Laís Sacoda cobra políticas públicas efetivas para pessoas em situação de rua
Vereadora aponta relação com dependência química e transtornos mentais, critica falta de estrutura de acolhimento e defende que audiências públicas resultem em medidas concretas
A vereadora Laís Carvalho de
Oliveira Sacoda defendeu, durante sessão da Câmara Municipal de São Sebastião
do Paraíso, a ampliação do debate e a adoção de políticas públicas efetivas
para pessoas em situação de rua. Em sua manifestação, ela afirmou que o
problema precisa ser enfrentado de maneira humanizada, considerando
principalmente situações relacionadas à dependência química e à saúde mental.
Segundo Laís, diferentemente do
que geralmente ocorre com pessoas acometidas por outras doenças, aquelas que
enfrentam transtornos mentais ou dependência muitas vezes não encontram
estrutura familiar, emocional, psicológica ou financeira para receber o
tratamento e o acompanhamento necessários.
“A gente sabe que grande parte
das pessoas acometidas por doença mental e por vícios vai parar na rua”,
afirmou. Para a vereadora, a ausência de uma rede adequada de atendimento
contribui para o agravamento do problema e para a exclusão dessas pessoas.
Laís recordou iniciativas já
discutidas no município, entre elas uma visita realizada por representantes
locais a Poços de Caldas para conhecer políticas destinadas à população em
situação de rua. Entretanto, avaliou que o sistema ainda é falho e não consegue
oferecer respostas capazes de conciliar o acolhimento das pessoas vulneráveis
com as preocupações apresentadas pela comunidade. A vereadora também criticou
medidas que, em sua avaliação, procuram simplesmente afastar essas pessoas das
regiões centrais. Citou como exemplos a falta de bebedouros, banheiros públicos
e outros serviços básicos acessíveis, especialmente durante o período noturno.
“Um morador de rua vai conseguir
água onde? Qual torneira ele tem para conseguir um copo de água?”, questionou.
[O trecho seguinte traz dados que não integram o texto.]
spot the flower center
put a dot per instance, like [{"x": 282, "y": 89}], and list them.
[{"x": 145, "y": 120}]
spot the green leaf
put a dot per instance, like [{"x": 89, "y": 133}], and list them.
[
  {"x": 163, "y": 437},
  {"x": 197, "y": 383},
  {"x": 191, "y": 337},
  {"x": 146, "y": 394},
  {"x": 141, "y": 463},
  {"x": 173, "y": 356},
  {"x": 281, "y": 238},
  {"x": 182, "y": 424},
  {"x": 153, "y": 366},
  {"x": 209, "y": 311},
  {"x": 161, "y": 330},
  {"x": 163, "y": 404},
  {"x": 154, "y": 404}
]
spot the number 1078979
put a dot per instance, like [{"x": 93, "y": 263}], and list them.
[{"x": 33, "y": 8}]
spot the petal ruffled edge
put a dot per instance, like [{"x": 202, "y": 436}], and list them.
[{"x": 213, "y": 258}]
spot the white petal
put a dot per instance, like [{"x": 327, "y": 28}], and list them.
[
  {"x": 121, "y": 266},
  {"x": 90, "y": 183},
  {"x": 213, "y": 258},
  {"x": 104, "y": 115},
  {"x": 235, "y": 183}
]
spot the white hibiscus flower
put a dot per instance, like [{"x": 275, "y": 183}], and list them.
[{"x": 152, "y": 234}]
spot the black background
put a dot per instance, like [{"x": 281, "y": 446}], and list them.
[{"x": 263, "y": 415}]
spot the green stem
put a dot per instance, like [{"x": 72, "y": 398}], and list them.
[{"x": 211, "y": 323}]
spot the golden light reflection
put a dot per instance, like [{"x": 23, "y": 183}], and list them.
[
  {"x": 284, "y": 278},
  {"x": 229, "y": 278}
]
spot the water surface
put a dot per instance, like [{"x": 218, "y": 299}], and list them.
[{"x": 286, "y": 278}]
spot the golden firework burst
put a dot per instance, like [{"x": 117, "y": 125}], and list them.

Ela lembrou que, em audiência pública realizada anteriormente na Câmara,
pessoas em situação de rua reivindicaram a disponibilização de um banheiro
público.
Laís reconheceu as reclamações de
moradores diante de situações como o uso de espaços públicos para necessidades
fisiológicas, mas ponderou que também é preciso avaliar quais alternativas são
oferecidas pelo poder público. “Ao mesmo tempo, o que é ofertado para que essa
realidade mude? Nós não temos oferta de política pública para esses moradores.
Hoje deixa muito a desejar”, declarou.
Outro ponto levantado foi a
necessidade de as audiências públicas produzirem encaminhamentos objetivos.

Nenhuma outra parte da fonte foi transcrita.